11-09-2010 01:32 PM
You may want to go get your favorite beverage (at this point, I suggest a good strong Scotch) and some munchies....this one is a doosy.
I've installed the new BES 5.0.2 server:
W2K8 64 Bit
SQL 2005 Express SP3 on local machine
I've upgraded our Old BES to 4.0.7 so we can use the transporter:
2 NICs, one disabled
I have a test server:
SQL 2005 SP3
I ran the transporter on a few test users and everything went like a charm. I declared the system ready to start testing with production users the following Monday. (First mistake) My boss asked for me to move him right away as a test on the Friday before testing was to begin. KaBOOM. The migration said it completed, but he couldn't send or receive any emails and the device simply locked up.
At 3:00 on a Friday afternoon.
I tried activating him directly to the new server and it would get to the "Synchronizing" screen and sit at 0%. Then it wouldn't remove him from the new BES, he was stuck in the Queue. I called RIM and they didn't find the answer and it was end of day on a Friday so I reactivated my boss on the 4.0.7 server (took seconds) and capped it until Monday morning. Monday comes and I test another user and it works out just fine so we try the boss again and once again the transporter says it worked, but the handheld won't send or receive. Back onto the phone with RIM.

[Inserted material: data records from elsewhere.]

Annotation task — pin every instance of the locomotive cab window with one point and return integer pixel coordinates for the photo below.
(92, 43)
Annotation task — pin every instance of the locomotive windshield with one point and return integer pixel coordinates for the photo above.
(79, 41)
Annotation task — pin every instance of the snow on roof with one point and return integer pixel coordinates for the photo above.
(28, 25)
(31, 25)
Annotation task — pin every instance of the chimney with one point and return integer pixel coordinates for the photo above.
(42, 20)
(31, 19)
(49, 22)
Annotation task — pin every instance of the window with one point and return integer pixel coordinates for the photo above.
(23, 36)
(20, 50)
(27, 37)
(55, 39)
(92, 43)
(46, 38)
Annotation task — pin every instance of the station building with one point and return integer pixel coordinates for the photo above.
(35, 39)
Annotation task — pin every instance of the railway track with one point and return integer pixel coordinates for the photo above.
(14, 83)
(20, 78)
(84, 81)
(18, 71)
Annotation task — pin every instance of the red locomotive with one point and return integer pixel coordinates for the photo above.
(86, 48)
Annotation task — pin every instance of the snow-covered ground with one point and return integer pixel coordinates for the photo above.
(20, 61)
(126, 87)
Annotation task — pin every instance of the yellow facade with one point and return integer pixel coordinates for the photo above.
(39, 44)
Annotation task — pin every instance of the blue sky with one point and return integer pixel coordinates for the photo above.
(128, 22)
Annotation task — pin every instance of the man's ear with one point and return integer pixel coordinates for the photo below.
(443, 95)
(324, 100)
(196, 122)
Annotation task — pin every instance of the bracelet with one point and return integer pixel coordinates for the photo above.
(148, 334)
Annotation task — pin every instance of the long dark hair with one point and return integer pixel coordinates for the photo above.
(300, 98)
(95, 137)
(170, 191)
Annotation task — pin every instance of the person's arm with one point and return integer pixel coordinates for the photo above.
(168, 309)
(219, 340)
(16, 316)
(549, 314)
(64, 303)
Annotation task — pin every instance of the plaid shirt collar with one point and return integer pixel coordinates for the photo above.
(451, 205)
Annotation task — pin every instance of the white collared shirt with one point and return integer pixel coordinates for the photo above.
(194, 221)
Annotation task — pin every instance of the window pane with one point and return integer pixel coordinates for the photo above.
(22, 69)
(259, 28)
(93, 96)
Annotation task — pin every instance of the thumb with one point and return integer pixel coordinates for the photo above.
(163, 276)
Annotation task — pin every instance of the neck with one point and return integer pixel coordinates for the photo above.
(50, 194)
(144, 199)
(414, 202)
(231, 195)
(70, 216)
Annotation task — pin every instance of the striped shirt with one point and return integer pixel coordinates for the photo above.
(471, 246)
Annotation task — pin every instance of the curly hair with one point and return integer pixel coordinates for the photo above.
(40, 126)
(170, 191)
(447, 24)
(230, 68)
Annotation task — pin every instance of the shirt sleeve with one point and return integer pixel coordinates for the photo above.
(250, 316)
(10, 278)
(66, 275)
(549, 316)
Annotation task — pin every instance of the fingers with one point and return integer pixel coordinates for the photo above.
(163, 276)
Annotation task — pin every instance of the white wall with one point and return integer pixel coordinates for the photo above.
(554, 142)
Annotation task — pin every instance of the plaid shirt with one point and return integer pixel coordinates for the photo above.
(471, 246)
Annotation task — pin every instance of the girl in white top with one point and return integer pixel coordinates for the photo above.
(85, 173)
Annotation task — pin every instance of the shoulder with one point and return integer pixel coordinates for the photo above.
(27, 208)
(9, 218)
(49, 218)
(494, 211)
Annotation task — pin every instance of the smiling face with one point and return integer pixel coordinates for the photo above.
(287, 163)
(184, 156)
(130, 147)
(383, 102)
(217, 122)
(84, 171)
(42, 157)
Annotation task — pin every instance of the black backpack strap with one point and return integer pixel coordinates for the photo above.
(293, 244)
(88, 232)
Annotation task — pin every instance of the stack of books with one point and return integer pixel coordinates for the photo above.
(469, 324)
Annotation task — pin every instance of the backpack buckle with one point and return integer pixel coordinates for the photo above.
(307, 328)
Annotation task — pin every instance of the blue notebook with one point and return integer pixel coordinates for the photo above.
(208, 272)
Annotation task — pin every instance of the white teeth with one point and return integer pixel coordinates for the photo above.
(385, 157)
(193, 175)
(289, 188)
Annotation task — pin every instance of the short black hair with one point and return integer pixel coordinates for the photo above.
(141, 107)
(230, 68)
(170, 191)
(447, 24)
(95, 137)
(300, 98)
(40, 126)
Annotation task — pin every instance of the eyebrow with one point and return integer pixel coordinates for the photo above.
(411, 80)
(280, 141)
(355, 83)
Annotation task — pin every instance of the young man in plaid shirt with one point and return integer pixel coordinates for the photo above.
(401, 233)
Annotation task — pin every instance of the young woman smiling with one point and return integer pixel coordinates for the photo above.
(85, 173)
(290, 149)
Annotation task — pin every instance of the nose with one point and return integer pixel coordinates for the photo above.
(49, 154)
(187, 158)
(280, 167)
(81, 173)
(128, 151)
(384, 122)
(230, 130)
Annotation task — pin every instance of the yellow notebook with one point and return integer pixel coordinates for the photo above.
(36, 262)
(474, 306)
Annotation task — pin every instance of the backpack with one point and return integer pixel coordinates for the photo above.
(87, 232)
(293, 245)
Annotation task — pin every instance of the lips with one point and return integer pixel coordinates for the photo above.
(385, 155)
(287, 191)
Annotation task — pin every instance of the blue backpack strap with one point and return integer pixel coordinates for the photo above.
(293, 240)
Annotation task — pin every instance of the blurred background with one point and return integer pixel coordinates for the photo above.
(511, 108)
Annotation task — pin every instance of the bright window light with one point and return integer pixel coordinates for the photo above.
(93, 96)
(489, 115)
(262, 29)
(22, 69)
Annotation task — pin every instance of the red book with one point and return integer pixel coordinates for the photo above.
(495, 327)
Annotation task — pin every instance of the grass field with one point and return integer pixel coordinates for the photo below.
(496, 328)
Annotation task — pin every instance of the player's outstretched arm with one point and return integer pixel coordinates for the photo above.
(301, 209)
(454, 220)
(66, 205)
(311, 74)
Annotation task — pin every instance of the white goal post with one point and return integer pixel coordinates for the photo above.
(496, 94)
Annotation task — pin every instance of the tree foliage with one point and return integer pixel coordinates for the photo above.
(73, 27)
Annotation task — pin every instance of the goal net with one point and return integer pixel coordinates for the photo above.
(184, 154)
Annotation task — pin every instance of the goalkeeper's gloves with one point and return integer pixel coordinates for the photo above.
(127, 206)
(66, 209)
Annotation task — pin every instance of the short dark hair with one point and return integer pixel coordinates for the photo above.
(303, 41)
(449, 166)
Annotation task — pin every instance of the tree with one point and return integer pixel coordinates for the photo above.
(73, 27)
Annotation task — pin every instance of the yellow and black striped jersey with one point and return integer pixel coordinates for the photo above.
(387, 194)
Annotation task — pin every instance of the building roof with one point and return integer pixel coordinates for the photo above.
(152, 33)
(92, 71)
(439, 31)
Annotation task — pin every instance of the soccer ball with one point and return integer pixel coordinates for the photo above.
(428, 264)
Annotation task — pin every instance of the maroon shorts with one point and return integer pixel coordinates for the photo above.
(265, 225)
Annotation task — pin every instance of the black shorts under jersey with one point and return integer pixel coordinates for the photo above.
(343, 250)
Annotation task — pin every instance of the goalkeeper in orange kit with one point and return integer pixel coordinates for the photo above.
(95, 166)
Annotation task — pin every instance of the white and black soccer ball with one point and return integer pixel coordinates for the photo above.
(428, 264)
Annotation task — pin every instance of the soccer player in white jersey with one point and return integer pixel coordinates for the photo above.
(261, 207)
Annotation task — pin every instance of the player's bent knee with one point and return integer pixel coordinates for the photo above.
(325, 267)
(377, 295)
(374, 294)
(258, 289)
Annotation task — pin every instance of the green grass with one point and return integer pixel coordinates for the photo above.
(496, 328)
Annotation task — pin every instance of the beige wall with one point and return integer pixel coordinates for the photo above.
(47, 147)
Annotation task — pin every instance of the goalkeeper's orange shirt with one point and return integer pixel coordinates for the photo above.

I spent from 9:30 AM until 4:00PM on the phone with RIM and we're no further than we were before. Here's what I was able to deduce and what RIM noted:
There seems to be some sort of communication DELAY between the new BES and the ONE mail server in our organization. (we have less than 12, more than 6) This can most notably be observed when running "iemstest". If I run that test from the new BES to any other user on any other server, it takes about 6 seconds. Users on the mail server in question take 1 minute and 40 seconds. If I run "iemstest" on the test BES server to the mail server in question it takes about 2 seconds, and from the 4.0 server about the same.
If I activate a user from the mail server in question, they will activate but it sits at "Synchronizing - 0%". If I let a handheld sit long enough (well over an hour) it will progress. I didn't bother letting it finish, but it got to 16% before it re-entered it's state of sitting idle.
There are no errors showing in any logs, and RIM states everything is working: just painfully slow to users on the mail server in question. We have tried reinstalling the CDO on the new BES to no avail. I swapped out the older version of the CDO on the test BES with the new version and it still works with no issues. I've rebooted the new BES several times and we even vMotioned the server to a new host to see if there was a NIC issue on the original, all to no avail.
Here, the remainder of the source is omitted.